Dynamic site acceleration via Azure Content Delivery Network

With the explosion of social media, electronic commerce, and the hyper-personalized web, a rapidly increasing percentage of the content served to end users is generated in real time. Users expect a fast, reliable, and personalized web experience, independent of their browser, location, device, or network. However, the very innovations that make these experiences so engaging also slow page downloads and put the quality of the consumer experience at risk.

Standard content delivery network capability includes the ability to cache files closer to end users to speed up delivery of static files. However, with dynamic web applications, caching that content in edge locations isn't possible because the server generates the content in response to user behavior. Speeding up the delivery of such content is more complex than traditional edge caching and requires an end-to-end solution that finely tunes each element along the entire data path from inception to delivery. With Azure Content Delivery Network dynamic site acceleration (DSA) optimization, the performance of web pages with dynamic content is measurably improved.

Dynamic site acceleration from Microsoft is offered through Azure Front Door.

Content delivery network endpoint configuration to accelerate delivery of dynamic files

To configure a content delivery network endpoint to optimize delivery of dynamic files, you can either use the Azure portal, the REST APIs, or any of the client SDKs to do the same thing programmatically.

To configure a CDN endpoint for DSA optimization by using the Azure portal:

  1. In the CDN profile page, select Endpoint.

    Screenshot of add a new content delivery network endpoint.

    The Add an endpoint pane appears.

  2. Under Optimized for, select Dynamic site acceleration.

    Screenshot of create a new content delivery network endpoint with DSA.

  3. For Probe path, enter a valid path to a file.

    Probe path is a feature specific to DSA, and a valid path is required for creation. DSA uses a small probe path file placed on the origin server to optimize network routing configurations for the content delivery network. For the probe path file, you can download and upload the sample file to your site, or use an existing asset on your origin that is about 10 KB in size.

  4. Enter the other required endpoint options (for more information, see Create a new content delivery network endpoint), then select Add.

    After the content delivery network endpoint is created, it applies the DSA optimizations for all files that match certain criteria.

DSA Optimization using Azure Content Delivery Network

Dynamic Site Acceleration on Azure Content Delivery Network speeds up delivery of dynamic assets by using the following techniques:

Route Optimization

Route optimization is important because the Internet is a dynamic place, where traffic and temporarily outages are constantly changing the network topology. The Border Gateway Protocol (BGP) is the routing protocol of the Internet, but there might be faster routes via intermediary Point of Presence (POP) servers.

Route optimization chooses the most optimal path to the origin so that a site is continuously accessible and dynamic content is delivered to end users via the fastest and most reliable route possible.

As a result, fully dynamic and transactional content is delivered more quickly and more reliably to end users, even when it's not cacheable.

TCP Optimizations

Transmission Control Protocol (TCP) is the standard of the Internet Protocol suite used to deliver information between applications on an IP network.
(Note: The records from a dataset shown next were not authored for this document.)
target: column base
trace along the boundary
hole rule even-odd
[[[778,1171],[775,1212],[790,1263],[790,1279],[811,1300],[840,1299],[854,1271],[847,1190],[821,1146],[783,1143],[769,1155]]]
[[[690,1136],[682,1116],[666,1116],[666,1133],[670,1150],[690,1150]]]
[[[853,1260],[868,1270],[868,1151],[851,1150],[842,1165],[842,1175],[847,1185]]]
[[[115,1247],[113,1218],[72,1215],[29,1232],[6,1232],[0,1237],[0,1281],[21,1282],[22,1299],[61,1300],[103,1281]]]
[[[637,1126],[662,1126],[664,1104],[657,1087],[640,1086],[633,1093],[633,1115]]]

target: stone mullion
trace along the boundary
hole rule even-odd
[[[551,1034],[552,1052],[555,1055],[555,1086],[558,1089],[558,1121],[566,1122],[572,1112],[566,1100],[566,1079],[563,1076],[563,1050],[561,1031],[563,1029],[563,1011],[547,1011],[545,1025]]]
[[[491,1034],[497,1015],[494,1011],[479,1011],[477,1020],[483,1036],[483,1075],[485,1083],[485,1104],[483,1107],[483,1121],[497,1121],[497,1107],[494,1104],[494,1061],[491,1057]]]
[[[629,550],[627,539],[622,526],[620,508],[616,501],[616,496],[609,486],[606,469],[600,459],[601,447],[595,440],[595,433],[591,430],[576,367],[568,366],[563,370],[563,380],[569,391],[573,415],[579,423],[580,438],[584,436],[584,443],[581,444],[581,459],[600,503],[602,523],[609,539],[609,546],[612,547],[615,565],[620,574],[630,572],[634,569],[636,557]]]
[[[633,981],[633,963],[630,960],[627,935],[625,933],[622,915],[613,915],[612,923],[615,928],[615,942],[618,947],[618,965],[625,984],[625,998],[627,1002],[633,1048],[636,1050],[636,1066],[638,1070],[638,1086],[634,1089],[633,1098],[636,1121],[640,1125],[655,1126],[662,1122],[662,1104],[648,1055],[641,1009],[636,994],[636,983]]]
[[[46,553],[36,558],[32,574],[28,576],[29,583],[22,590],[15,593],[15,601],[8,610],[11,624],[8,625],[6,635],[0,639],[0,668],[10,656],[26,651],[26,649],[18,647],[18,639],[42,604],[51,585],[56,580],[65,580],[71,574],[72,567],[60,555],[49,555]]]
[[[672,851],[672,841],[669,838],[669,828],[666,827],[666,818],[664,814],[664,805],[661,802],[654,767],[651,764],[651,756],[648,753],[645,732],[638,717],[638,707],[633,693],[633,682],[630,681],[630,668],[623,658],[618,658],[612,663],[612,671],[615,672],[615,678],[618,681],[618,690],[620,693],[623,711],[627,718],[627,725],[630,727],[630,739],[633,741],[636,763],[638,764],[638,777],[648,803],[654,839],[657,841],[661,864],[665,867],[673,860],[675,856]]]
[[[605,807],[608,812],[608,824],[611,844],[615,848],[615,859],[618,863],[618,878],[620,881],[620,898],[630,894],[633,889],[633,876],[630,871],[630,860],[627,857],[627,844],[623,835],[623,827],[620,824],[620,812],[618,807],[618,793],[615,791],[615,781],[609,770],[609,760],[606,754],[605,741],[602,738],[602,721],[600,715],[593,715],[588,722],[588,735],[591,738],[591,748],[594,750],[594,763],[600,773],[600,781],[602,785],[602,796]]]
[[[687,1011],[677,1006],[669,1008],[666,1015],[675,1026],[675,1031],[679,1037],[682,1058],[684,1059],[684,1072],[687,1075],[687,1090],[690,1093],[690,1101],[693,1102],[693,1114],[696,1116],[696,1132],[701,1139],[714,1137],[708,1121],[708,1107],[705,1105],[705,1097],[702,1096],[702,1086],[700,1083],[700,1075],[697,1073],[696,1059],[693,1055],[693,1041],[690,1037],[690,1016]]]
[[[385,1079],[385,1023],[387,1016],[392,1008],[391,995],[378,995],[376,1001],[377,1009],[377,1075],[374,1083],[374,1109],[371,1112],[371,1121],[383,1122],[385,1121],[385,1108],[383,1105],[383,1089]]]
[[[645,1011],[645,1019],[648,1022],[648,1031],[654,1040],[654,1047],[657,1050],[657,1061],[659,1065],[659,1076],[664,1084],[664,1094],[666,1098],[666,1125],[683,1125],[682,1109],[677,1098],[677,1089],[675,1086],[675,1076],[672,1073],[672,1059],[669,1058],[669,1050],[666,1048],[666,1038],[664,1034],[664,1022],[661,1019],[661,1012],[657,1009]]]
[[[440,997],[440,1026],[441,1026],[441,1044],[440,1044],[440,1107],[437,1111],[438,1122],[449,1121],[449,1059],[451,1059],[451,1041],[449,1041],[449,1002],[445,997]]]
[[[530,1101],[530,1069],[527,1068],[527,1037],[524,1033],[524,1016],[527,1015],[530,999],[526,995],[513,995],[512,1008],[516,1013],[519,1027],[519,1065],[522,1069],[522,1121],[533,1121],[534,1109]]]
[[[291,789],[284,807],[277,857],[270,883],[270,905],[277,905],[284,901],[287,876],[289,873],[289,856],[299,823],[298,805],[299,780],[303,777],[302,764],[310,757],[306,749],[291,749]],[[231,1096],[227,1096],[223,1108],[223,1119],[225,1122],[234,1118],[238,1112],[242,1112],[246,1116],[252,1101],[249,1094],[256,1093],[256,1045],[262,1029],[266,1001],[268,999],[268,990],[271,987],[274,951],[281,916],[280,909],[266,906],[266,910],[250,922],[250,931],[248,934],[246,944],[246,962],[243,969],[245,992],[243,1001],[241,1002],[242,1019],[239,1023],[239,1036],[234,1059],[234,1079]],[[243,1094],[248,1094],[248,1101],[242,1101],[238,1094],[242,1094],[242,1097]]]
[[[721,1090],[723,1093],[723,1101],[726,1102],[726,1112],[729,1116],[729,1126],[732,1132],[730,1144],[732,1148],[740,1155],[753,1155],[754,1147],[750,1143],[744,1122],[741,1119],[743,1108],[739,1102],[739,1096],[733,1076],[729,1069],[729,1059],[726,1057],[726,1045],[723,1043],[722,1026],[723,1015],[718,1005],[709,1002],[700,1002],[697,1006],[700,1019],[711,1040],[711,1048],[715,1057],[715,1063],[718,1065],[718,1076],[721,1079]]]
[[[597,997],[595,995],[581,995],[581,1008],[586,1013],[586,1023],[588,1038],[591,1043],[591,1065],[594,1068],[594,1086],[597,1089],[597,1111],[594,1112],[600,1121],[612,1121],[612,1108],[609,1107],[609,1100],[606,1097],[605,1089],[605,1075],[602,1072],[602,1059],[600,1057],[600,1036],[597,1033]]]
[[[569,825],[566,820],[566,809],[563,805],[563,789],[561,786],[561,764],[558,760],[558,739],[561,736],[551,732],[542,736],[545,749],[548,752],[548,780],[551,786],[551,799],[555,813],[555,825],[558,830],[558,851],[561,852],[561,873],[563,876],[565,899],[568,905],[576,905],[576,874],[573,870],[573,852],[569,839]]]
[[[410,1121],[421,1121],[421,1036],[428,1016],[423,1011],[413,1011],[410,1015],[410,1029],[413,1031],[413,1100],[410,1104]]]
By default, the establishment of a TCP connection requires multiple bidirectional requests. Additionally, there are limits in place to prevent network congestion, which can lead to inefficiencies when operating at scale.
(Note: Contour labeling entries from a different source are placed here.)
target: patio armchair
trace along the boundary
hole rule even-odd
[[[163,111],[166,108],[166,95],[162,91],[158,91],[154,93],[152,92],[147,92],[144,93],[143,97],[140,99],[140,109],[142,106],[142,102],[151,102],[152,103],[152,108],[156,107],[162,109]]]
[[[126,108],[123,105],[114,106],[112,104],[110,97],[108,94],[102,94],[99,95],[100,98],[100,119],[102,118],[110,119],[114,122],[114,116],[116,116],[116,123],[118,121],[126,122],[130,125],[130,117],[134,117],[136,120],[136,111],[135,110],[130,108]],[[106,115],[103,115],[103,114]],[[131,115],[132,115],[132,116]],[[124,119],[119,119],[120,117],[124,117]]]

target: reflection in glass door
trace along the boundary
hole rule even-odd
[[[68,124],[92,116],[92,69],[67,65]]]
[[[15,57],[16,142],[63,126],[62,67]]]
Eliminating TCP slow start

TCP slow start is an algorithm of the TCP protocol that prevents network congestion by limiting the amount of data sent over the network. It starts off with small congestion window sizes between sender and receiver until the maximum is reached or packet loss is detected.

Using persistent connections

When you're using a content delivery network, fewer unique machines connect to your origin server directly compared with users connecting directly to your origin. Azure Content Delivery Network also pools user requests together to establish fewer connections with the origin.
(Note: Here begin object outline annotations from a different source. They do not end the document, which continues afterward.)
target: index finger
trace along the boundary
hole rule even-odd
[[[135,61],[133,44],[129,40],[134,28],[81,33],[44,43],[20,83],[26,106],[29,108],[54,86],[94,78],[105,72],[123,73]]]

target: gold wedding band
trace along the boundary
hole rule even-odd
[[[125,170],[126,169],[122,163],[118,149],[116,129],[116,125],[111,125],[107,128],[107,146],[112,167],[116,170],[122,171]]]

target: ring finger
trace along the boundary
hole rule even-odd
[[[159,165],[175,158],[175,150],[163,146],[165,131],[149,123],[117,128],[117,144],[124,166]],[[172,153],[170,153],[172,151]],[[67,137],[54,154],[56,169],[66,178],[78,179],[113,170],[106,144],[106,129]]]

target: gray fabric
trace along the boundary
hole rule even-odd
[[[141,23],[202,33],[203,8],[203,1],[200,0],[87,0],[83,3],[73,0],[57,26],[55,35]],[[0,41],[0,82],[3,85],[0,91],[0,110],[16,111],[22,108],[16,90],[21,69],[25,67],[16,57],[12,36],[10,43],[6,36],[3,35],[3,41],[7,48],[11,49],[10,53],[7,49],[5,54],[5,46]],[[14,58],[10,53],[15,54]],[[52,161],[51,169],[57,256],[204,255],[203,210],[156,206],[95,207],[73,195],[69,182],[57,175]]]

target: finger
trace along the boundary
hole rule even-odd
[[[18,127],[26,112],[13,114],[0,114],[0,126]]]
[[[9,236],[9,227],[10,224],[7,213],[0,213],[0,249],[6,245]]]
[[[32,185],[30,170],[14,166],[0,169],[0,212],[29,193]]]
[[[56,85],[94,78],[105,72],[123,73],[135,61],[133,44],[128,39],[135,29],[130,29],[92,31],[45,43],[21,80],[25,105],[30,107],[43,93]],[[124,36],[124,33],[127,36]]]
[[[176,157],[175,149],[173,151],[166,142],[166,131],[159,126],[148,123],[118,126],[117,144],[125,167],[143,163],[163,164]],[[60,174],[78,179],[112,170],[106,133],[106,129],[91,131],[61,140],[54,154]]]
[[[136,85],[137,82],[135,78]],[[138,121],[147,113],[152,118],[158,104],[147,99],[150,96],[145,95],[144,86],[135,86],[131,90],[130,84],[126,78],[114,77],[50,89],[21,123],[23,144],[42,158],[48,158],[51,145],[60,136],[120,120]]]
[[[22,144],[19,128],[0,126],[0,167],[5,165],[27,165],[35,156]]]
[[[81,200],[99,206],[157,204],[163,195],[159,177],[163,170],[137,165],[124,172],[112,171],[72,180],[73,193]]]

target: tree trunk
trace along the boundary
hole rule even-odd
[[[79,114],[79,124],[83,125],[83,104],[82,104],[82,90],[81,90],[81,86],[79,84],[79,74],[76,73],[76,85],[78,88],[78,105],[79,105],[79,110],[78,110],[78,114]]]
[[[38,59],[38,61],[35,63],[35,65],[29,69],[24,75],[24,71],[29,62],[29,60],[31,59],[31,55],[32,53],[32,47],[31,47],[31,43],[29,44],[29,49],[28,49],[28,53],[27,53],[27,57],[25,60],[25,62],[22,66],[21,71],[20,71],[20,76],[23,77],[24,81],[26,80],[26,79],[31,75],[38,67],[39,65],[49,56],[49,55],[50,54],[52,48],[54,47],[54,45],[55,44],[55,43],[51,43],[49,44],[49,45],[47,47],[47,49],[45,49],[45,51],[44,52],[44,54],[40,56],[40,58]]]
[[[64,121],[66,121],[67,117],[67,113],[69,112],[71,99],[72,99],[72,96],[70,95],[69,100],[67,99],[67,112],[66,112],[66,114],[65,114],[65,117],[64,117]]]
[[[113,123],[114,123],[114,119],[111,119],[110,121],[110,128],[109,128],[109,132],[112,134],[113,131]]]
As previously mentioned, several handshake requests are required to establish a TCP connection. Persistent connections, which get implemented by the Keep-Alive HTTP header, reuse existing TCP connections for multiple HTTP requests to save round-trip times and speed up delivery.

Caching

With DSA, caching is turned off by default on the content delivery network, even when the origin includes Cache-Control or Expires headers in the response. DSA is typically used for dynamic assets that shouldn't be cached because they're unique to each client. Caching can break this behavior.

If you have a website with a mix of static and dynamic assets, it's best to take a hybrid approach to get the best performance.

To access caching rules:

  1. From the CDN profile page, under settings, select Caching rules.

    Screenshot of content delivery network caching rules button.

    The Caching rules page opens.

  2. Create a global or custom caching rule to turn on caching for your DSA endpoint.

To access the rules engine:

  1. From the CDN profile page, select Manage.

    Screenshot of content delivery network profile manage button.

    The content delivery network management portal opens.

  2. From the content delivery network management portal, select ADN, then select Rules Engine.

    Rules engine for DSA

Alternatively, you can use two content delivery network endpoints: one endpoint optimized with DSA to deliver dynamic assets and another endpoint optimized with a static optimization type, such as general web delivery, to delivery cacheable assets. Modify your webpage URLs to link directly to the asset on the content delivery network endpoint you plan to use.

For example, mydynamic.azureedge.net/index.html is a dynamic page and is loaded from the DSA endpoint. The HTML page references multiple static assets such as JavaScript libraries or images that are loaded from the static content delivery network endpoint, such as mystatic.azureedge.net/banner.jpg and mystatic.azureedge.net/scripts.js.